Lakoff’s claim in Don’t Think Of An Elephant was that people who responded to strict parent figures were hard-core Republicans. Those who responded to the nurturant model were hard-core Democrats. Swing voters had a bit of each in the them. Winning political campaigns for the Democrats came down to a simple strategy: hitting the nurturant metaphor in people’s minds hard enough and more frequently.

To illustrate the point, Lakoff gave an example. The reason Republicans had been so successful in winning voters was that they could summarize what they stood for in ten words or less: lower taxes, stronger defense, smaller government, free markets, family values. If the Democrats could do the same, Lakoff surmised, their fortunes would turn. Lakoff suggested some key words: broad prosperity, stronger America, better future, effective government, mutual responsibility.

I mention this on the day after Australia Day only to explain why I struggled with a book called Reclaiming Patriotism. The book was written by Tim Soutphommassane, a political philosopher I met briefly whilst in Oxford. Tim’s book was aimed for a progressive audience. His argument (at the risk of over-simplifying it) was that the left had ceded jingoistic language to the right. His call to arms was to take it back.
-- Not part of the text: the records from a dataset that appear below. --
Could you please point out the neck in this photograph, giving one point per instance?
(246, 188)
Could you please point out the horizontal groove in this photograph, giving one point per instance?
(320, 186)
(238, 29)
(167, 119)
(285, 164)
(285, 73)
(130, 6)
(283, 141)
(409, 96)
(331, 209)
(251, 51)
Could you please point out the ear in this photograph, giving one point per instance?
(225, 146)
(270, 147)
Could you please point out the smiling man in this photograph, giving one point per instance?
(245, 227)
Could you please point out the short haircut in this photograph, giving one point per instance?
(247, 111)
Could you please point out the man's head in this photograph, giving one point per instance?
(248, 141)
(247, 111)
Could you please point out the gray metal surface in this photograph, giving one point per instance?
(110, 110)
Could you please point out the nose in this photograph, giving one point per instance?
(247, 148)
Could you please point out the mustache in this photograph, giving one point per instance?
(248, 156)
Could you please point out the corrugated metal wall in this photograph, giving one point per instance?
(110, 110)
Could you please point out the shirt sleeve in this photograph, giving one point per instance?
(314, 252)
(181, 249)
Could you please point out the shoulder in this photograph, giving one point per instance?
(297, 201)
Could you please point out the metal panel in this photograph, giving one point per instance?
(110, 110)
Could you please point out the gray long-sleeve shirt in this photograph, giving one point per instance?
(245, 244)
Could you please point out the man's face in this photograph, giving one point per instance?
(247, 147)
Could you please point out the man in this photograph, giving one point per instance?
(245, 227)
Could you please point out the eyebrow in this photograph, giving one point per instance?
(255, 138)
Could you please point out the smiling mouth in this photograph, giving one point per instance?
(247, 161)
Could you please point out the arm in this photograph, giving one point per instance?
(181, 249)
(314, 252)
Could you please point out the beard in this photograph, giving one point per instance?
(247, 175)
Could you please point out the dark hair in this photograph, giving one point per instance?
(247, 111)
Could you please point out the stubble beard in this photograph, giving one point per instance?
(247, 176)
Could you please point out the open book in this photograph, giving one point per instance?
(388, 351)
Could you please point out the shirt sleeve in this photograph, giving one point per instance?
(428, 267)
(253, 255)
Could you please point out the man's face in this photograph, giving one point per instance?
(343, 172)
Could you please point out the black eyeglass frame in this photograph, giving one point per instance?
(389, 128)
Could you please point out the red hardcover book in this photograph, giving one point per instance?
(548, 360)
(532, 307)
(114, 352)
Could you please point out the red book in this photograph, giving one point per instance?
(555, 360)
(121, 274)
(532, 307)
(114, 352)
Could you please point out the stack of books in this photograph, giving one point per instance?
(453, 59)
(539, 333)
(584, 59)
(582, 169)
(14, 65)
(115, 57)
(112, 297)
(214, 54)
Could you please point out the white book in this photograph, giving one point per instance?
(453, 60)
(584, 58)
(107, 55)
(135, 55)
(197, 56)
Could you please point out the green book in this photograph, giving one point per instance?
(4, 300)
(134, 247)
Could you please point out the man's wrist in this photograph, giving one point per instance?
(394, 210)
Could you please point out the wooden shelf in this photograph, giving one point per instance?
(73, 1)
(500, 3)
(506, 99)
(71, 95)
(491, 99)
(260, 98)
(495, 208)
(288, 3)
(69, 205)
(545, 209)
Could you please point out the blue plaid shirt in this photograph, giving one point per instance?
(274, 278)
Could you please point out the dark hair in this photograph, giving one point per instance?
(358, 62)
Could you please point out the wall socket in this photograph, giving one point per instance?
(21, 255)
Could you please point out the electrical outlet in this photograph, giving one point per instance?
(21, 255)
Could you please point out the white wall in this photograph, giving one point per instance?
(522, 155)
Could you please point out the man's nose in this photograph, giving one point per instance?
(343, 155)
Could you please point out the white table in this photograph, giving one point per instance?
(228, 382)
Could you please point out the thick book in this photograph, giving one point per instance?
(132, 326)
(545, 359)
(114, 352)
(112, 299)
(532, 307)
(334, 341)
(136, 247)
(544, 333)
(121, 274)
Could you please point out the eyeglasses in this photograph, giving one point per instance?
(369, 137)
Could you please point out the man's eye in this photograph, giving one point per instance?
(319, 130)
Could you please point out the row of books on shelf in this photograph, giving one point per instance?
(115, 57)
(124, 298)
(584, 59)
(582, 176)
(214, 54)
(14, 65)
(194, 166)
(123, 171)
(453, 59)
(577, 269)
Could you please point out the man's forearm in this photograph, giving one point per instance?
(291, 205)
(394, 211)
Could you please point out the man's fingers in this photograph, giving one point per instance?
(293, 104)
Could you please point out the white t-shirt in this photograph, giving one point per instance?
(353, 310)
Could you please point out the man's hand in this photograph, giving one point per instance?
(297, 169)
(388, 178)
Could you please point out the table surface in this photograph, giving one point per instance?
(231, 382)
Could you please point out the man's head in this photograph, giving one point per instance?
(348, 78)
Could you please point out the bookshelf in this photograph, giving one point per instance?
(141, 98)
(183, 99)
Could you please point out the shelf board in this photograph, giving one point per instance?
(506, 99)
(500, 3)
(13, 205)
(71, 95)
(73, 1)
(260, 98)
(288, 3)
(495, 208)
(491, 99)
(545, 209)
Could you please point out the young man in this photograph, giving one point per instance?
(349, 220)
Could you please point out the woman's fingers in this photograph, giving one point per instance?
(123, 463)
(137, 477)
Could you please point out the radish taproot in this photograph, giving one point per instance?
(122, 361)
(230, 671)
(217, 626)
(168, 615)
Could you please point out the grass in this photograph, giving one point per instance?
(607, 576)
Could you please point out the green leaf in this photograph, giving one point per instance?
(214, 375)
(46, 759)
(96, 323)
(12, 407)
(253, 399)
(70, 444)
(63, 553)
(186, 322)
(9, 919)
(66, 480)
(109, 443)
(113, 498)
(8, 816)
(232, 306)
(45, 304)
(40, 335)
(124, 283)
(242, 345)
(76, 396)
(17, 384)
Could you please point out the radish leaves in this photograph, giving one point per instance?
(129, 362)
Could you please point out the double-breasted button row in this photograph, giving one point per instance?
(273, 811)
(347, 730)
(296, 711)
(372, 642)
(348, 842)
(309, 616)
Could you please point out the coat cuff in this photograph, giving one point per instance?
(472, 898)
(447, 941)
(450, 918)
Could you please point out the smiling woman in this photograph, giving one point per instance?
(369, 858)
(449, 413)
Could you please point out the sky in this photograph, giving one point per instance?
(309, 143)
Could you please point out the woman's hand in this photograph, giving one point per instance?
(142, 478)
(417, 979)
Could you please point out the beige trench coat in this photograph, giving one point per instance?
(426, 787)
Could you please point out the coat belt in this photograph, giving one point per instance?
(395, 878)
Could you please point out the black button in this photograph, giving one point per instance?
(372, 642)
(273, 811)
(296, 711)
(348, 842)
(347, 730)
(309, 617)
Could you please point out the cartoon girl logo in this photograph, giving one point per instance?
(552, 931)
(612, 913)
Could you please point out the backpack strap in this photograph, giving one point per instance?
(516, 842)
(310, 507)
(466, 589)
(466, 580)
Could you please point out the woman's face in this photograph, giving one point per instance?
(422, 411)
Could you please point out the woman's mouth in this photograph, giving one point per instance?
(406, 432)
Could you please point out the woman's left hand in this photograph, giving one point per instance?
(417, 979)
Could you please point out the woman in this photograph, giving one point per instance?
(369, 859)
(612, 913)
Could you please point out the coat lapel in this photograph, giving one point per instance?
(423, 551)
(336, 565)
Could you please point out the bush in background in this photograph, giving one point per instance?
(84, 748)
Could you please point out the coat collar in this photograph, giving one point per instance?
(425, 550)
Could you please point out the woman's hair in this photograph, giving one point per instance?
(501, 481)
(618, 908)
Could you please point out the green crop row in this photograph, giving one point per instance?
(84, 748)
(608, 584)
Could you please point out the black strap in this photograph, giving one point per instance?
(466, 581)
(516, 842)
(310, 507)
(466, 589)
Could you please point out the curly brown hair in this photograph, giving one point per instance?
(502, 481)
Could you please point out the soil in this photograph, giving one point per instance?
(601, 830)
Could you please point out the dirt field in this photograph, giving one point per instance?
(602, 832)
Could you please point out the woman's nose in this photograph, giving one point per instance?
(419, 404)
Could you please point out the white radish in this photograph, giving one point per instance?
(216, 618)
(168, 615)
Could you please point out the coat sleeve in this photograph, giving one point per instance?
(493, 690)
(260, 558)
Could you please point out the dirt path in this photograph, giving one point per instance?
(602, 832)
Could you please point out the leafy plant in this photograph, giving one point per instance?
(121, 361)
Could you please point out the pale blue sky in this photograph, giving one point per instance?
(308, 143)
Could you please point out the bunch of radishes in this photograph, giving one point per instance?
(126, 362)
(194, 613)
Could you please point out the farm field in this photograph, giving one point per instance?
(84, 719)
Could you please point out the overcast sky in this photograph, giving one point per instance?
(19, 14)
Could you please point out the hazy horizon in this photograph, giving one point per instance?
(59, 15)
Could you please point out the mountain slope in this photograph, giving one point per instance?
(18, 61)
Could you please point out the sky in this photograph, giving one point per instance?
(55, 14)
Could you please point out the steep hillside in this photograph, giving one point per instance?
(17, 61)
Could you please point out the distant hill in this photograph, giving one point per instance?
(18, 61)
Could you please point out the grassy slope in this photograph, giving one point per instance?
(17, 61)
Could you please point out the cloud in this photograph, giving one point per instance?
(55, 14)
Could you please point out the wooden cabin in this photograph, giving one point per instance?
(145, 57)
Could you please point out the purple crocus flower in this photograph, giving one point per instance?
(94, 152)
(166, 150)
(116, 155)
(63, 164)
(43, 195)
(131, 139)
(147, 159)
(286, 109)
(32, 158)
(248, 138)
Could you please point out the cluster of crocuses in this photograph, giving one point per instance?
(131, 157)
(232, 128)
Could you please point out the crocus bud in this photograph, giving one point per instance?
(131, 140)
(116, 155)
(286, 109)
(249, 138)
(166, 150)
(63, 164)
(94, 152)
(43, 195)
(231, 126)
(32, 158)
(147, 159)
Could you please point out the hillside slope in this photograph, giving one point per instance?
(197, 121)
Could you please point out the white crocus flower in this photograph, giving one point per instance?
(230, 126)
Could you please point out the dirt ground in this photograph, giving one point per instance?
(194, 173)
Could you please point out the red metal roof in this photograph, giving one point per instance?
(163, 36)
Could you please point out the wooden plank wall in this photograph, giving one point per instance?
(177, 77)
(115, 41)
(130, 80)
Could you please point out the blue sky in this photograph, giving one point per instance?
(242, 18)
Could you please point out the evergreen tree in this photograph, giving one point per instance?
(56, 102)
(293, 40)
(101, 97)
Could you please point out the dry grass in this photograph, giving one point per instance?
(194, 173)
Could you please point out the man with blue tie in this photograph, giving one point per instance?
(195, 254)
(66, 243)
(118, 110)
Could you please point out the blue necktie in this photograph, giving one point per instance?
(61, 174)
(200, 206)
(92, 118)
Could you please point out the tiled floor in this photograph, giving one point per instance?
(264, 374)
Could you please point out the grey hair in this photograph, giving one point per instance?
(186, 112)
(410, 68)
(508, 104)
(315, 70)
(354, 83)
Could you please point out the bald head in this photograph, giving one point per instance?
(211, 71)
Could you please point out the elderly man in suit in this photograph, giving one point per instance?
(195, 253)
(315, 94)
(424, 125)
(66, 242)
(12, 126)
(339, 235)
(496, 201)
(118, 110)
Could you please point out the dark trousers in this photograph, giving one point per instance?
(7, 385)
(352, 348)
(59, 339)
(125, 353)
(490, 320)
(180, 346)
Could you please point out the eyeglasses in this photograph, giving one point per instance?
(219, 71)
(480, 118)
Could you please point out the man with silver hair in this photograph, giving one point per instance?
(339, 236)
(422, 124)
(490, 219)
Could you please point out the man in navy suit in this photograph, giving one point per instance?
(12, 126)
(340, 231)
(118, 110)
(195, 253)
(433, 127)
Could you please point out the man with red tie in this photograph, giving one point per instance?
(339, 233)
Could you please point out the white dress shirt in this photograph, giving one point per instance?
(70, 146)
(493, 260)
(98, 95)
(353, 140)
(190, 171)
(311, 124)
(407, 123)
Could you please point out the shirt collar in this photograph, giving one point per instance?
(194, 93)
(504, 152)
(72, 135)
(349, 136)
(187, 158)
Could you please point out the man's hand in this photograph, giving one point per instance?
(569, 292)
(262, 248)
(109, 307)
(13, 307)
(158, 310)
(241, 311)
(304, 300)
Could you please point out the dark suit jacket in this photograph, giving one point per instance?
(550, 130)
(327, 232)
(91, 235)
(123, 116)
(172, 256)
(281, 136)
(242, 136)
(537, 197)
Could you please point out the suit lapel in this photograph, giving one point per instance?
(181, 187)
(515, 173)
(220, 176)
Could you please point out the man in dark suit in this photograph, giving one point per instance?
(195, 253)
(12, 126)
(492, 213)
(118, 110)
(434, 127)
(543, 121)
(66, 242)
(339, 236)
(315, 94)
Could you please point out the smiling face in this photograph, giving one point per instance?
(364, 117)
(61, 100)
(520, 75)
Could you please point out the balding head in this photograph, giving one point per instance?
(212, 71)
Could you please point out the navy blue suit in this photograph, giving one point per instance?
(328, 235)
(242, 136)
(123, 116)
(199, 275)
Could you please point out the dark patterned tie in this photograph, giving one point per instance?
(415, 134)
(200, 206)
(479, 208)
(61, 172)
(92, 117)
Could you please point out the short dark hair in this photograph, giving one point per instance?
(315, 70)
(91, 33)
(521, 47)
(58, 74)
I struggle, firstly, to believe that anyone on the left would admit that they feel queasy around words like liberty, egalitarianism, and democratic citizenship. But the more significant problem for me is Tim’s suggestion that the true deficiency for the left is in language. It’s not at all clear to me why language should be the pre-occupying theme of progressive discourse at the moment. Surely it is more important for left people to be asking itself ‘what can I do to be patriotic’ rather than ‘what can I say to reclaim the language of patriotism’?

Language only goes so far. You can say you want a fair shake of the sauce bottle, but people will only believe you if you seem like the sort of person who speaks that way. People have a way of seeing through slogans.

E pluribus unum

National monuments are not a time for a nation to be modest. Think of Buckingham Palace, the Egyptian Pyramids, and the Eifel Tower. Americans, most of all, are enthusiatic subscribers to this philosophy which is why I was suprised to find my visit to the Capitol Building in Washington DC last December so enjoyable.

As the crowds of American tourists flooded into the auditorium for the 1.30pm screnning of E Pluribus Unum, I was sure that I had made a mistake. I like Americans, but not that much. The truth, though, was once the movie started I rather got into the swing of things.

E Pluribus Unum is the motto of the US. Latin scholars inform me it means ‘from many one’. The theme of the movie, as far as a pundit like me could discern, was that America – a nation built by immigrants – was united by the idea of freedom.

Waleed Aly, in his essay The Patriots Act, once said that Americans framed their national identity around a civic identity rather than a cultural one. The distinction deserves some explaning. Aly’s point was that America found its unity in an idea rather than the appearance of its people. It didn’t matter where you came from. It mattered how you treated your neighbour.

It is an admirable notion. Some might disagree that America embodies it but the Americans deserve points for trying.

The day before Australia Day, it is worth asking what Australia’s motto would be. Would it be cultural? Is it civic? Is Waltzing Matilda a song about a white ex-Englishmen or a man irreverent towards authority, or neither? I’m not sure. But if we ever did get a motto, my only vote is that it not be in Latin.